Frontonasal process-specific disruption of AP-2alpha results in postnatal midfacial hypoplasia, vascular anomalies, and nasal cavity defects.

A majority of the bones of the vertebrate cranial vault and craniofacial complex develop via intramembranous ossification, and are separated by fibrous sutures that undergo osteogenic differentiation in response to growth stimuli. Craniosynostosis is a common human birth defect that results from the premature bony fusion within skull sutures, and causes a myriad of complications including mental retardation and craniofacial anomalies. Synostosis of facial sutures has been reported to cause midfacial hypoplasia in some craniosynostosis cases, but most studies focus on cranial vault sutures.
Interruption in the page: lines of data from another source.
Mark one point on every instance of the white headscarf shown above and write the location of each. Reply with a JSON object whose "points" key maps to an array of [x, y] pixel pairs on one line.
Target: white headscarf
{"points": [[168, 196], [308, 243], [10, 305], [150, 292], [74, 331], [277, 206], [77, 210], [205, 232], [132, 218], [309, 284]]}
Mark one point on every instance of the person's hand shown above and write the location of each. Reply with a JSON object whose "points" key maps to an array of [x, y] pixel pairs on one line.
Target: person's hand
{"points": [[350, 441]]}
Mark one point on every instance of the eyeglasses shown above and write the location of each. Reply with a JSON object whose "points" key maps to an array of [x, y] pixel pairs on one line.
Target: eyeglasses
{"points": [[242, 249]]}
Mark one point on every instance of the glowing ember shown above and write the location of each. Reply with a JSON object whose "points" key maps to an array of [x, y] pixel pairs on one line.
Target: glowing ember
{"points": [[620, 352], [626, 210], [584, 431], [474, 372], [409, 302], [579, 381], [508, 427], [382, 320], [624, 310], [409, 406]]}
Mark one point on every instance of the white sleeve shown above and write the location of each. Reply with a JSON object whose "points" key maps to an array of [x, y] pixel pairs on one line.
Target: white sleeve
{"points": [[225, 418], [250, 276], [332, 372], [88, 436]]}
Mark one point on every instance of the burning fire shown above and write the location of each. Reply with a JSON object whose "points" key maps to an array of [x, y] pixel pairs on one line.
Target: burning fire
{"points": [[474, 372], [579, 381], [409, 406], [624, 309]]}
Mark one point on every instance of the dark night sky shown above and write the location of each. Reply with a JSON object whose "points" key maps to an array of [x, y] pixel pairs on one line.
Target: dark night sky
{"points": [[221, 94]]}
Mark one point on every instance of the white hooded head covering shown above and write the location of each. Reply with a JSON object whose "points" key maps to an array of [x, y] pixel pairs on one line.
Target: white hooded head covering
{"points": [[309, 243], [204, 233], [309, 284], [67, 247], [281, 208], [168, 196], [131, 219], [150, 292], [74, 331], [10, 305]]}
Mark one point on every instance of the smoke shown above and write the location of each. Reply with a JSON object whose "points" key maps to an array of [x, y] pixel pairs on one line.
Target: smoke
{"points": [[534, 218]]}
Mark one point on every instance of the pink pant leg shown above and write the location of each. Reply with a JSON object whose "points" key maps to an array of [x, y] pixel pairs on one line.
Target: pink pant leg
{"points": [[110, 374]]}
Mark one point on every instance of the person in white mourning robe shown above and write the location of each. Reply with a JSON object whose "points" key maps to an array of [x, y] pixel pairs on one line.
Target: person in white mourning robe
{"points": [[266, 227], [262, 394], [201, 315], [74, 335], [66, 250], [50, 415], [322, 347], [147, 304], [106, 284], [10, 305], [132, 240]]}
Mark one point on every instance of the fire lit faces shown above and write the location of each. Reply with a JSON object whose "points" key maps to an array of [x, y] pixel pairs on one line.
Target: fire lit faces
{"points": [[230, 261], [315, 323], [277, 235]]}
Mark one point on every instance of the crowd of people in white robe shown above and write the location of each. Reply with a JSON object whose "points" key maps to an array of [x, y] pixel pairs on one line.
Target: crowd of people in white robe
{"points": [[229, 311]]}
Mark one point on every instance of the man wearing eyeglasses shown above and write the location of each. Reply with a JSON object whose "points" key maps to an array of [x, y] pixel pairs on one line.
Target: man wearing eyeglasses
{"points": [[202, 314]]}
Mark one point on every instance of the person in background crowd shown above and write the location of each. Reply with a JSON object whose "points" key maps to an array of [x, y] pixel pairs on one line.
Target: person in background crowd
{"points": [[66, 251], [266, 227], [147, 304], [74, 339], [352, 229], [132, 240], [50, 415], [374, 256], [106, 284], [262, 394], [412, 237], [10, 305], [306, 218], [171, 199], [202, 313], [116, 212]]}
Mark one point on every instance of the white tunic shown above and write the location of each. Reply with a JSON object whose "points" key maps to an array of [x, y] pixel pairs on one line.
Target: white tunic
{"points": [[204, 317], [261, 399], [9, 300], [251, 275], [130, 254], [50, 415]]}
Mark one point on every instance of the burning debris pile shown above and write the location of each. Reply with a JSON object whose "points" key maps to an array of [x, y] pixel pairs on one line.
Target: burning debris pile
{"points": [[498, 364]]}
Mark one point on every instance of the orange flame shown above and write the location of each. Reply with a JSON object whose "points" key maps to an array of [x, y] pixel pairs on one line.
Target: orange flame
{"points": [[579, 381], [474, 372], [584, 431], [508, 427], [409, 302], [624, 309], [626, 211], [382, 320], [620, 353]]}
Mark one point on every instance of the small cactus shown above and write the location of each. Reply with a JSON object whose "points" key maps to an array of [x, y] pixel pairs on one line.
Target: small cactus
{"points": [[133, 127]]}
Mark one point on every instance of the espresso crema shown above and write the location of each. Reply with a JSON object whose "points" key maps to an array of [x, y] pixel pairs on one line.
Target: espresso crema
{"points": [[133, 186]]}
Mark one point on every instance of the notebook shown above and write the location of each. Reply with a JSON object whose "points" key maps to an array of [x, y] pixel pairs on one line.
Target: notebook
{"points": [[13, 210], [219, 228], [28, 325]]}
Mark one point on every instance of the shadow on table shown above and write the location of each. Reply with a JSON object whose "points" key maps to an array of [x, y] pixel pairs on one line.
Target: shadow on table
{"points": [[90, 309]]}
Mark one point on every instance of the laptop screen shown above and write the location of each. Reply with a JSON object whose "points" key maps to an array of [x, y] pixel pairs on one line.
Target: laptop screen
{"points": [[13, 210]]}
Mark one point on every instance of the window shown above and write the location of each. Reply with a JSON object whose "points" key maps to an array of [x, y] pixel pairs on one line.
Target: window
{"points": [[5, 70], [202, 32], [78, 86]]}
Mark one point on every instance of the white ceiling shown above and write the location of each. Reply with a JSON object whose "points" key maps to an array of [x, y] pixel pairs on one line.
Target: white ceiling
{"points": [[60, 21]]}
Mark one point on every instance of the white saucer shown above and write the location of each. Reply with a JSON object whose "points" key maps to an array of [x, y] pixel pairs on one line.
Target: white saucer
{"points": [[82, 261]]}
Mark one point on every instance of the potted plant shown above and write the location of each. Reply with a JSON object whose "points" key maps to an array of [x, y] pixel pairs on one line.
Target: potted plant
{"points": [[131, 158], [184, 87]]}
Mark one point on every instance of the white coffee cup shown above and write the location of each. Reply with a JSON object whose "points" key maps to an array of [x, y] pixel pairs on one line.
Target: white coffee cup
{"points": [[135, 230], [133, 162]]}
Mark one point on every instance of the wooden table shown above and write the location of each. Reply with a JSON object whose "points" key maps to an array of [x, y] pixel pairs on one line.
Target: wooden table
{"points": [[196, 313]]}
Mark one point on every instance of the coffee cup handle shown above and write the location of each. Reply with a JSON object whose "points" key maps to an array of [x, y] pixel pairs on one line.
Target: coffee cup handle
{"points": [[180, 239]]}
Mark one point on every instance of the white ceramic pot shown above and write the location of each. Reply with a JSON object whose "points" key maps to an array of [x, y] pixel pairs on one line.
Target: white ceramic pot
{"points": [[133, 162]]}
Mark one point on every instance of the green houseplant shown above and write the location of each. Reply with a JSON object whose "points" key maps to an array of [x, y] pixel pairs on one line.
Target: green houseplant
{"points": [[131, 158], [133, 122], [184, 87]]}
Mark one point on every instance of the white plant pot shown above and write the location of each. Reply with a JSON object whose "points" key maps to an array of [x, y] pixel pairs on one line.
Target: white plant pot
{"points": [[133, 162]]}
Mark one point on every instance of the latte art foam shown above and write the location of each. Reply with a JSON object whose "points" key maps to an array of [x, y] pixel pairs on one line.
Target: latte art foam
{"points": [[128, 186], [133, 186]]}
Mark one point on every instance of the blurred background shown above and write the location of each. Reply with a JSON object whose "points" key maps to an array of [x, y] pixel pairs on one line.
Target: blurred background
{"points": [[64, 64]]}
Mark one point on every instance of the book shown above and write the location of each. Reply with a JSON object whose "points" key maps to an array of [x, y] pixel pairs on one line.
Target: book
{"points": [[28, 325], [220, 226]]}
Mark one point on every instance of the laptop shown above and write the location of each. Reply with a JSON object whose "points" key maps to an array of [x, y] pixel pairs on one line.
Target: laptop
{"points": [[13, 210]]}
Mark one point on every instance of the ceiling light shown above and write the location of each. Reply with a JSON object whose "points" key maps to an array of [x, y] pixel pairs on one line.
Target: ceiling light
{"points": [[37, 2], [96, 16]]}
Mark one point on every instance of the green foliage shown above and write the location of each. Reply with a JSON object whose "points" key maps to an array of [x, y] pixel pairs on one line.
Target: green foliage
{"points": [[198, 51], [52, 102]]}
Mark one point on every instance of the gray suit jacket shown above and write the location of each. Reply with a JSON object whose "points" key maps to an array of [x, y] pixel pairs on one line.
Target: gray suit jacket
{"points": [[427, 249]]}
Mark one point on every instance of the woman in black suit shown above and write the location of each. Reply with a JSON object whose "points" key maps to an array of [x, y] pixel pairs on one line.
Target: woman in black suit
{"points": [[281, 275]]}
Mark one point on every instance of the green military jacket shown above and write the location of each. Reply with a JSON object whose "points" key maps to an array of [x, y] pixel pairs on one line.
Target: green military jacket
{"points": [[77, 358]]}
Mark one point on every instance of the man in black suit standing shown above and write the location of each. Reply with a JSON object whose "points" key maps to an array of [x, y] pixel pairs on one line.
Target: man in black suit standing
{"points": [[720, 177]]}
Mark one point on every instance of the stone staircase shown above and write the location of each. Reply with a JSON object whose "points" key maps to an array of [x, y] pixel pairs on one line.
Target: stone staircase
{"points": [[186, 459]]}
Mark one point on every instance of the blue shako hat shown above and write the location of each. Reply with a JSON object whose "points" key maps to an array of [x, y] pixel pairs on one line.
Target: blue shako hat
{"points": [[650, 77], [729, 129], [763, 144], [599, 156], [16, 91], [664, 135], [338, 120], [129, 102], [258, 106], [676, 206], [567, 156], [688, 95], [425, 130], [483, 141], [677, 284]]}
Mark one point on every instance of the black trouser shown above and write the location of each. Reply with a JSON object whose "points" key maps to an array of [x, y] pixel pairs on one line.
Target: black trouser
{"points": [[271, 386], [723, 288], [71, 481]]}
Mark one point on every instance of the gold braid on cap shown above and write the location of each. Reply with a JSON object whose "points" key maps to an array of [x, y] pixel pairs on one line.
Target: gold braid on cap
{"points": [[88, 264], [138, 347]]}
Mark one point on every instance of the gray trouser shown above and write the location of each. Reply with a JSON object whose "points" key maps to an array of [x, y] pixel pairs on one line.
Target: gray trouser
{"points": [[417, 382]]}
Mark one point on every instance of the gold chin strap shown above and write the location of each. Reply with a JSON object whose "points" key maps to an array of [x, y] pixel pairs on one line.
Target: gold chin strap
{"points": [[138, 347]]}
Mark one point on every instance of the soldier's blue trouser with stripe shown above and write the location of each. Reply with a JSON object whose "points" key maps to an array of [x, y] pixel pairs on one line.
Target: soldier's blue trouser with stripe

In this study, we have generated a mouse model of frontonasal suture synostosis and midfacial hypoplasia through the tissue-specific elimination of the AP-2alpha transcription factor. We report here the generation AP-2CRE, a frontonasal process (FNP)- and limb-specific CRE recombinase allele that is directed by human AP-2alpha promoter and enhancer elements. We used the AP-2CRE line in combination with the conditional AP-2alpha line to produce a new frontonasal knockout (FKO) mutant that lacks AP-2alpha in the FNP and limbs. FKO mice exhibit shortened snouts and wide-set eyes that become apparent at postnatal day 15. The most prominent defects in FKO snouts are (1) a lack of growth within the frontonasal sutures, and (2) a reduction in the snout vasculature. Additional defects are observed in the FKO nasal bones and sutures, the nasal cavity cartilage and bony projections, and the olfactory epithelium. The characteristics of the FKO mouse model are a unique combination of midfacial growth anomalies, and provide the first evidence that AP-2alpha is essential for appropriate postnatal craniofacial morphogenesis.[1]